In module neighbours I declare the following array in the module:
!> Linked cell list Integer( Kind = wi ), Allocatable, Public :: list(:,:) !DIR$ ATTRIBUTES ALIGN:64 :: list
and it is allocated with:
Subroutine init_list(neigh,mxatdm) Class( neighbours_type ) :: neigh Integer( Kind = wi ), Intent( In ) :: mxatdm Integer :: size_list size_list = neigh%max_list + 16-Mod(neigh%max_list,16) Allocate (neigh%list(-15:neigh%max_list,1:mxatdm)) !DIR$ ASSUME_ALIGNED neigh%list(-15,1) : 64
The code uses some of the negative indices, and the main indices start at 1 (for vectorised section of loop). As Kind=wi results in 4 byte integers this should result in alignment being correct I think, and with -check assume, there is no error here.
In another module, this data is then used in a strip-mined loop:
Do m=1,loop,STRIP_WIDTH !DIR$ NOFUSION Do n=0,STRIP_WIDTH-1,1 t_ll(n) = -1 t_kk(n) = -1 ! atomic and type indices !DIR$ ASSUME_ALIGNED neigh%list(1,iatm) : 64 jatm=neigh%list(m+n,iatm) aj=ltype(jatm)

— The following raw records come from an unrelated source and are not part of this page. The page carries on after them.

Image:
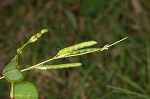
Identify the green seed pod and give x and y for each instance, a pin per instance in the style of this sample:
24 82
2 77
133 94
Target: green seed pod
83 51
76 47
44 67
38 35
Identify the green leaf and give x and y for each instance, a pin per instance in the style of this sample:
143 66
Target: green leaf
83 51
70 49
13 75
25 90
58 66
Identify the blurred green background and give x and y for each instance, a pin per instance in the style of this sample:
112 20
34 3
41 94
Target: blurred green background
125 65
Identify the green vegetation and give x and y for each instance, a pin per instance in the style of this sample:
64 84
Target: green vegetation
124 67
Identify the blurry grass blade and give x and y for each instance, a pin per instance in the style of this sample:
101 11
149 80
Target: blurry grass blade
130 82
25 90
59 66
71 18
76 47
121 90
83 51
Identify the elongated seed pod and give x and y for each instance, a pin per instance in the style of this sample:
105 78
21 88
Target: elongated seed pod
58 66
83 51
76 47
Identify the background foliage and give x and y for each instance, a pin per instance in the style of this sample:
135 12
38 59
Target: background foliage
127 65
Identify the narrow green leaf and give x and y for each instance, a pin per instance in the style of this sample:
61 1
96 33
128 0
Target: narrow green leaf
25 90
13 75
58 66
70 49
83 51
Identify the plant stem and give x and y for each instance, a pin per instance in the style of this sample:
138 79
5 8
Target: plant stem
117 42
1 77
32 67
12 91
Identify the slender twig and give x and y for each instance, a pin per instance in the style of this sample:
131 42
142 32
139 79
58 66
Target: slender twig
117 42
1 77
12 91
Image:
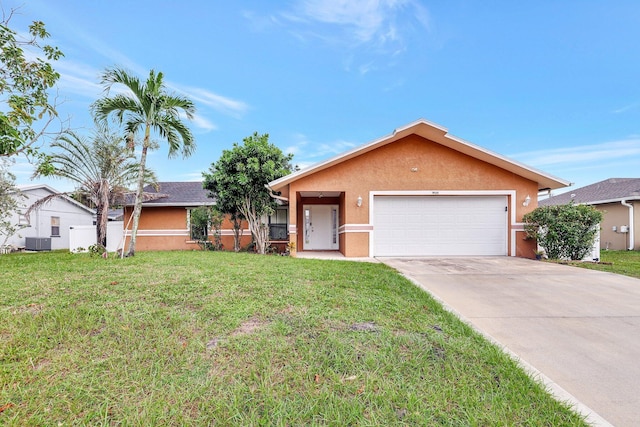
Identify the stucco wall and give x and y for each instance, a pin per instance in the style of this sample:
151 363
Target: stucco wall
614 214
412 163
165 228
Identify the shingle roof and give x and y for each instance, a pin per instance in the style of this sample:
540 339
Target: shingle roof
187 193
612 189
438 134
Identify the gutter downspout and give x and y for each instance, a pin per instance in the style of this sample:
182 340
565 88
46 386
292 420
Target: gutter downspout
631 233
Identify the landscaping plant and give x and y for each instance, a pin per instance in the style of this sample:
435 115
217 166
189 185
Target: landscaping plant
564 231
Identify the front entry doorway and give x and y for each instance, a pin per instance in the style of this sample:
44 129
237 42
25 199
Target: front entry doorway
320 227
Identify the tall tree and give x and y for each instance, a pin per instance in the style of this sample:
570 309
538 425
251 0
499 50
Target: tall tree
145 108
10 197
238 180
25 80
102 168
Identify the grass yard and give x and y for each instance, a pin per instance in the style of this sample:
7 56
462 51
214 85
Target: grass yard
210 338
619 262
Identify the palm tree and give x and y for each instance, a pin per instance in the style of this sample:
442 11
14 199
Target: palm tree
102 168
145 108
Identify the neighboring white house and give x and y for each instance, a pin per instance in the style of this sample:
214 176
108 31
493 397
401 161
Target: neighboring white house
48 226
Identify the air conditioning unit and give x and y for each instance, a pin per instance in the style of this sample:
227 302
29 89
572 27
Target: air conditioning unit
38 244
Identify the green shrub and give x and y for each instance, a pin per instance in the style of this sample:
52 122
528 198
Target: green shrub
564 231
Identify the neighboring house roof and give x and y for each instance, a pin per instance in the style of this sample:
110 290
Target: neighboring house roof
32 187
189 193
440 135
116 214
607 191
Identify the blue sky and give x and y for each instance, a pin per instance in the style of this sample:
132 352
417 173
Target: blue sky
555 85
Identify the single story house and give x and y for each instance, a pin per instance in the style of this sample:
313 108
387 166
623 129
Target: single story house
47 228
619 201
165 221
416 192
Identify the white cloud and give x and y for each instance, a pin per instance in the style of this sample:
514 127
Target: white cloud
203 123
218 102
626 108
362 21
584 154
307 152
374 29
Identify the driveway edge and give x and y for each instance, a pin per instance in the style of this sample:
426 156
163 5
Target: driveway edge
552 387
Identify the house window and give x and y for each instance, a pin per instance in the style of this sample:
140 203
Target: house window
196 232
22 219
278 225
55 226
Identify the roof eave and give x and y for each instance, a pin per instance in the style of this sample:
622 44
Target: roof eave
440 135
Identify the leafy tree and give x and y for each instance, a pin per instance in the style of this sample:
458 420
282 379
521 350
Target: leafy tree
145 108
25 81
564 231
102 169
237 181
9 203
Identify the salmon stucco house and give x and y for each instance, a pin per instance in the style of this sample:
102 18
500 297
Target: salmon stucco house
165 221
417 192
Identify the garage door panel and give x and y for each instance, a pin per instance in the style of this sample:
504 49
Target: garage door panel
440 225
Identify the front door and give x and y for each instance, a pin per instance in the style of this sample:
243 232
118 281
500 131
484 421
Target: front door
320 227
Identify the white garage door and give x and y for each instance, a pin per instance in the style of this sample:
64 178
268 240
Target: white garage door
440 225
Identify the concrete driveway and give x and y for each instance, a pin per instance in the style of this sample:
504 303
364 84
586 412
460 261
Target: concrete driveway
579 329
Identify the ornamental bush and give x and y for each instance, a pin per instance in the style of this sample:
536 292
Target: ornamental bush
564 231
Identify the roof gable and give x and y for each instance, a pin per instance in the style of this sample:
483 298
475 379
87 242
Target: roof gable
52 191
437 134
609 190
177 193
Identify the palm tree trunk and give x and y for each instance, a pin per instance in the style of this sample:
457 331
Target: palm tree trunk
137 210
102 213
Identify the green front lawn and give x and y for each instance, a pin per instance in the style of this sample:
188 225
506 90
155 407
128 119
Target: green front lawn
204 338
619 262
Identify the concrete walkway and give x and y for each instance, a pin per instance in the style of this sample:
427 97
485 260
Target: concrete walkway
578 329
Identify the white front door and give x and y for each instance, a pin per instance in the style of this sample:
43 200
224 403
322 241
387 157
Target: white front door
320 227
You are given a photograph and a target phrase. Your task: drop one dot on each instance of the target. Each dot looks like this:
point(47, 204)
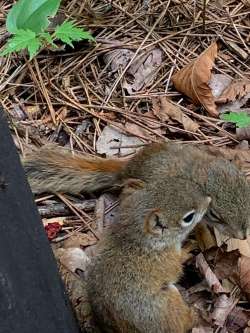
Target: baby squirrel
point(167, 189)
point(52, 169)
point(131, 280)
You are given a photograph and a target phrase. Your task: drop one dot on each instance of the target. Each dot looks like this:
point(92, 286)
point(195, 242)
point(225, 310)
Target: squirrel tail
point(53, 169)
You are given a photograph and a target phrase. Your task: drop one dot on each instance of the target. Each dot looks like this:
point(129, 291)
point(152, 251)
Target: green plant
point(27, 21)
point(241, 119)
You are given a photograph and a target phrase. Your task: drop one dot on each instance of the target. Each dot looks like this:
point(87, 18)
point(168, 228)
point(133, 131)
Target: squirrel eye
point(188, 218)
point(213, 215)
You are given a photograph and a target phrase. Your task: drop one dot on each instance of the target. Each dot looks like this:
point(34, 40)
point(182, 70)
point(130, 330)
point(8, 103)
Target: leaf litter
point(71, 97)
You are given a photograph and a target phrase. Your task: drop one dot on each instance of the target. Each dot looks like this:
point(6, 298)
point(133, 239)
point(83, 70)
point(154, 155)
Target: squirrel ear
point(153, 223)
point(132, 184)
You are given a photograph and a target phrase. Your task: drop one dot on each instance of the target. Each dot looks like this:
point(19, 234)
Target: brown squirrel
point(53, 169)
point(131, 280)
point(167, 189)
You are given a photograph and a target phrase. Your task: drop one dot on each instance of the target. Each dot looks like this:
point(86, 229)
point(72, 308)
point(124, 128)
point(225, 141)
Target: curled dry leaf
point(244, 272)
point(193, 79)
point(142, 70)
point(210, 277)
point(73, 258)
point(113, 142)
point(165, 110)
point(76, 290)
point(236, 90)
point(202, 330)
point(222, 307)
point(80, 240)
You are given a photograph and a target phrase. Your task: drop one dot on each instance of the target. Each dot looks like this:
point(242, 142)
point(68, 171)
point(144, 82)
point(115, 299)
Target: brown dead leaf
point(222, 307)
point(111, 140)
point(77, 292)
point(73, 258)
point(80, 240)
point(242, 245)
point(226, 265)
point(204, 237)
point(202, 330)
point(238, 319)
point(193, 79)
point(236, 90)
point(210, 277)
point(165, 110)
point(244, 271)
point(218, 83)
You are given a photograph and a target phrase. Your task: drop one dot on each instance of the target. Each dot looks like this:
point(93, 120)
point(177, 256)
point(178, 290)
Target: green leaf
point(47, 37)
point(21, 40)
point(241, 119)
point(68, 32)
point(31, 14)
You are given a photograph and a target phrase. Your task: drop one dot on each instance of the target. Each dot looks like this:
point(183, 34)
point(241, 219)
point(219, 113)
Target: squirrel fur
point(53, 169)
point(167, 189)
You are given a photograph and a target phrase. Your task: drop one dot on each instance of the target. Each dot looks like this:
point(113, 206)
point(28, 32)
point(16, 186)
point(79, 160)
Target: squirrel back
point(131, 280)
point(53, 169)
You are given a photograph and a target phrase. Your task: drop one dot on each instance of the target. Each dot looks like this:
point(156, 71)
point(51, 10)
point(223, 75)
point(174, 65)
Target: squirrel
point(167, 189)
point(53, 169)
point(131, 281)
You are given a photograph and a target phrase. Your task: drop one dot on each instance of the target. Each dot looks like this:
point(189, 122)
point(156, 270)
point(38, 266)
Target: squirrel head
point(229, 210)
point(161, 214)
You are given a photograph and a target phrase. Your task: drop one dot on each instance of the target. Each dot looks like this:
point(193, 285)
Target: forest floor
point(112, 96)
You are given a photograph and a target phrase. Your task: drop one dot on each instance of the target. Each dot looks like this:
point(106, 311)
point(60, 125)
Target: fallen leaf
point(222, 307)
point(226, 265)
point(52, 229)
point(118, 59)
point(73, 258)
point(193, 80)
point(143, 69)
point(237, 319)
point(218, 83)
point(210, 277)
point(113, 142)
point(202, 330)
point(80, 240)
point(242, 245)
point(244, 272)
point(235, 91)
point(169, 110)
point(204, 237)
point(76, 291)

Since its a 2D array, i believe I need to tell the compiler that each row is aligned, and I hoped I could do it in this way, but I'm not sure I can. Either way, this ASSUME_ALIGNED fails with -check assume:
forrtl: severe (408): fort: (28): Check for ASSUME_ALIGNED fails for 'NEIGH' in routine 'RDF_COLLECT' at line 188.

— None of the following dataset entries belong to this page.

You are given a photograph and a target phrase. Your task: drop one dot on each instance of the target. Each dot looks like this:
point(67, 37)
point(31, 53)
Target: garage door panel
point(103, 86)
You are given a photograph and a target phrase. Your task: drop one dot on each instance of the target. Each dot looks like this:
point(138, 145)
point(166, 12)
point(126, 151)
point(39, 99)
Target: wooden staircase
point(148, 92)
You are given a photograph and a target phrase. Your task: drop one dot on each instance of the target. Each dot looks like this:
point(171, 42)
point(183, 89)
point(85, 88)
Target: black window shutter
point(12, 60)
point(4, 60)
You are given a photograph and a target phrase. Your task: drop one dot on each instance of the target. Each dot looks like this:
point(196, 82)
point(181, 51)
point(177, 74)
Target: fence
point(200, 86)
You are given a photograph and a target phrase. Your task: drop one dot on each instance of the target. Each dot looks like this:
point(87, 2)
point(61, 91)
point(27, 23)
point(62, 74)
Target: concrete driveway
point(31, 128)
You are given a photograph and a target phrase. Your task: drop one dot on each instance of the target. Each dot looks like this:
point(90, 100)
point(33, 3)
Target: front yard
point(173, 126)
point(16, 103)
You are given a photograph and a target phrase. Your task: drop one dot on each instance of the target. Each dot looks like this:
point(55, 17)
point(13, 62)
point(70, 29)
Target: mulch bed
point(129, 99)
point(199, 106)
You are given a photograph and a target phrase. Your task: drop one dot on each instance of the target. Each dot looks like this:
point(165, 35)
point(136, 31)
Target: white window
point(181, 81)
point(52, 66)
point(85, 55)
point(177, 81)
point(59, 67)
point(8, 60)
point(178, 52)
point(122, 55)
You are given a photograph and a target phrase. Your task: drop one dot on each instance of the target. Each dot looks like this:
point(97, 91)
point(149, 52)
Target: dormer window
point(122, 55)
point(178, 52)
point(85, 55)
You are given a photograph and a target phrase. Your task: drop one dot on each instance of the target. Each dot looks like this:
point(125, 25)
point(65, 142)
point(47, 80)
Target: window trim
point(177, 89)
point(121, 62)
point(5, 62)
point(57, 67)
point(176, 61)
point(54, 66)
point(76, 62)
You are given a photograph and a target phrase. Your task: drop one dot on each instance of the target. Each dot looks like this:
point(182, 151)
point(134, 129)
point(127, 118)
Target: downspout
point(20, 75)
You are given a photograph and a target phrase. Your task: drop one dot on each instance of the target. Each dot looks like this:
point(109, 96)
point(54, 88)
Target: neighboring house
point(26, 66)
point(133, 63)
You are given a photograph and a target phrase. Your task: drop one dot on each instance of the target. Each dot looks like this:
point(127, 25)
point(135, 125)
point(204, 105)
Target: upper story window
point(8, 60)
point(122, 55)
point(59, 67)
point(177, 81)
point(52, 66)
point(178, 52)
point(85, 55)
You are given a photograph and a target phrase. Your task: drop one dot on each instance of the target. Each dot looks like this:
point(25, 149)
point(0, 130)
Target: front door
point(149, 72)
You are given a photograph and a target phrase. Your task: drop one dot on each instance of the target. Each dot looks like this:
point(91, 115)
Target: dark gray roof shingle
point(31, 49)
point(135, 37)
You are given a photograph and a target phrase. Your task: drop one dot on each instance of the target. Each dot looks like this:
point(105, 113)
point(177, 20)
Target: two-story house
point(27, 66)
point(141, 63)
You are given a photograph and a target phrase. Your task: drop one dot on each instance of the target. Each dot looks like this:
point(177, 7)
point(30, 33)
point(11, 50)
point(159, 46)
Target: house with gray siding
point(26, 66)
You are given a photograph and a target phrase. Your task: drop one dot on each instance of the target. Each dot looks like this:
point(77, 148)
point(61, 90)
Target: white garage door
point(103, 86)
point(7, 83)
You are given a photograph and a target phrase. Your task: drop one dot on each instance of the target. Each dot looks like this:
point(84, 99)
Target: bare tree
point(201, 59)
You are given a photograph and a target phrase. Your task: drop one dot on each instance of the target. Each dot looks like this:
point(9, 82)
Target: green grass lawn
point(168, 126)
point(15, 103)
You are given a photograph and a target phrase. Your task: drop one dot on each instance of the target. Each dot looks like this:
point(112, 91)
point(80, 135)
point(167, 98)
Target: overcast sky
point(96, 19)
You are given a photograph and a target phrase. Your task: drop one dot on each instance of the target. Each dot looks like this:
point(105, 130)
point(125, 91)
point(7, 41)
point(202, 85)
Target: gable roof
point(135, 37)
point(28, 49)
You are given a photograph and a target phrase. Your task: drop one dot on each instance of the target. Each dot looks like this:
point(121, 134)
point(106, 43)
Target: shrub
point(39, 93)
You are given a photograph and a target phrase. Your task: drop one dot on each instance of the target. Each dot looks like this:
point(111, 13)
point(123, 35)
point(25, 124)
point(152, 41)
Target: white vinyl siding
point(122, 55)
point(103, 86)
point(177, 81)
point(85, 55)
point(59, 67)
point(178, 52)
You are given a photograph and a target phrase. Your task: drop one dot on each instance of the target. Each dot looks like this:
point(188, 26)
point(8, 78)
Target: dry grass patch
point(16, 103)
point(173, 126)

Without this ASSUME_ALIGNED the optimisation report believes neigh%list is not aligned (though it gets confused and believes the variable name is loop - seperate issue however). With the ASSUME_ALIGNED the compiler believes neigh%list is aligned, however it breaks at runtime. This is compiled with Intel 18 update 3 with flags -g -O3 -qopt-report=5 -xCOMMON-AVX512
What is the correct way to tell the compiler of the alignment of a 2D array that exists inside another module? Inside the neighbours module should I do
!DIR$ ASSUME_ALIGNED neigh%list(-15,1) : 64 !DIR$ ASSUME Mod(size_list,16) == 0
or will that not be passed between modules?
- Parallel Computing
size_list = neigh%max_list + 16-Mod(neigh%max_list,16) Allocate (neigh%list(-15:size_list,1:mxatdm)) ! ^^^^^^^^^
Does that help?
IOW you wanted the first dimension to be a multiple of 16.
Normally, of course, you would set compile option -align:array32byte (or larger) to tell the compiler to align as many arrays as possible, although that shouldn't be necessary for allocatable arrays.